Kayleigh is wrapping up her freshman year at Naperville Central High School and Noah is a seventh-grader at Lincoln Junior High.
Because it’s only the third time the biennial FAI championship has been held, only six people in the world have earned gold in Dynamic 2-Way, “and we are two of them,” Kayleigh said.
“It feels really good,” she said. “We set a goal and reached it.”
Noah is equally excited for their win.
“For sure all the hard work we put in paid off,” he said. “Obviously the next thing is to do it again.”
Kayleigh said heading to France nine days early proved advantageous because it gave them extra practice time in a skydiving chamber that was 2 feet bigger than their wind tunnel at iFLY Naperville.
“It makes a big difference,” Noah said.
Although they’re ages 15 and 12, the brother and sister are indoor skydiving veterans.
Kayleigh has been flying since she was 6 years old, and Noah shortly after that.
Their dad, who is a professional sky diver and owns a local lawn care company, taught the kids how to fly when he was an instructor and coach at Inflight Dubai in the United Arab Emirates.
When the family returned to Naperville, they were able to keep practicing at the iFLY on the north side of town.
In their down time, the brother and sister said they like to hang out with their friends.
They also coach and instruct at the flight school and will host a summer skydiving camp with their dad.
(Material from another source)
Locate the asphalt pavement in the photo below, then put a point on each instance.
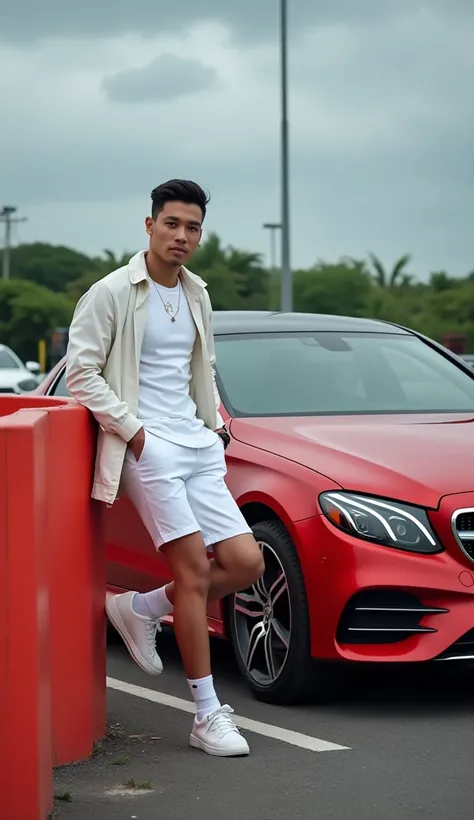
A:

It’s already sold out for 2019.
Kayleigh plans to save up her money from teaching and coaching to buy a car when she gets her driver’s license in a year. In between practices this week, she was studying to take the test for her learner’s permit.
Noah is just saving his earnings. “I’m only 12, so I don’t have anything I want to get yet,” he said.
The two said they also use a portion to fund their trips to various competitions around the world.
Besides flying with her brother, Kayleigh also competes in solo freestyle in the junior category. She won gold in Bahrain last year in October.
Noah’s other sports are football and basketball.